Alice Shalvi among 240 Jewish and Israeli academics protesting German BDS law

German-born British activist who topped Jewish News' Aliyah 100 list, criticises controversial plan in Germany to equate boycotting Israel with antisemitism

Alice Shalvi as she donated her archive to Israel's National Library. Credit Hanan Cohen National Library of Israel

An award-winning activist and educator who fled Nazi Germany for Britain before making aliyah has called for German politicians not to equate the Israel boycott movement with antisemitism.

Professor Alice Shalvi, who topped a 2018 Jewish News poll charting the contribution of Brits who made aliyah, is one of 240 Jewish and Israeli academics to protest a controversial vote in the German Bundestag last month.

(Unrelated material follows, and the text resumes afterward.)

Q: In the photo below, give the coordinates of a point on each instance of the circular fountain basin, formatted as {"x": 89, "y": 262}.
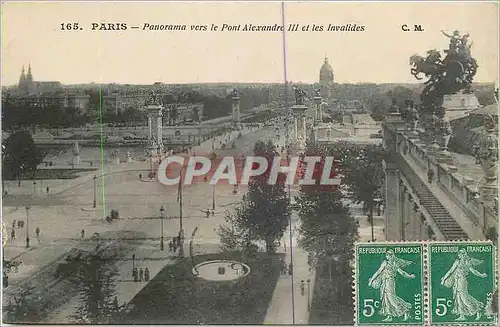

The motion, which passed, argued that the Boycott, Divestment and Sanctions (BDS) movement was antisemitic, but the academics say it “ignored the explicit opposition of the BDS movement to all forms of racism, including antisemitism”.

Shalvi was awarded the prestigious Israel Prize in 2017 for her work pioneering Israel’s feminist movement and donated her personal archive to the National Library of Israel in Jerusalem earlier this year.

She is among the best-known of the signatories, who include senior academics in different disciplines from several countries. Other Israel Prize winning signatories include David Harel, Alex Levac, Bilha Mannheim and Yehoshua Kolodny.

Shalvi is joined by co-petitioners from British universities including Oxford, Oxford Brookes, Warwick, Southampton, Wolverhampton, King’s College London, Birkbeck, Manchester, SOAS, Sheffield and Queen’s University in Belfast.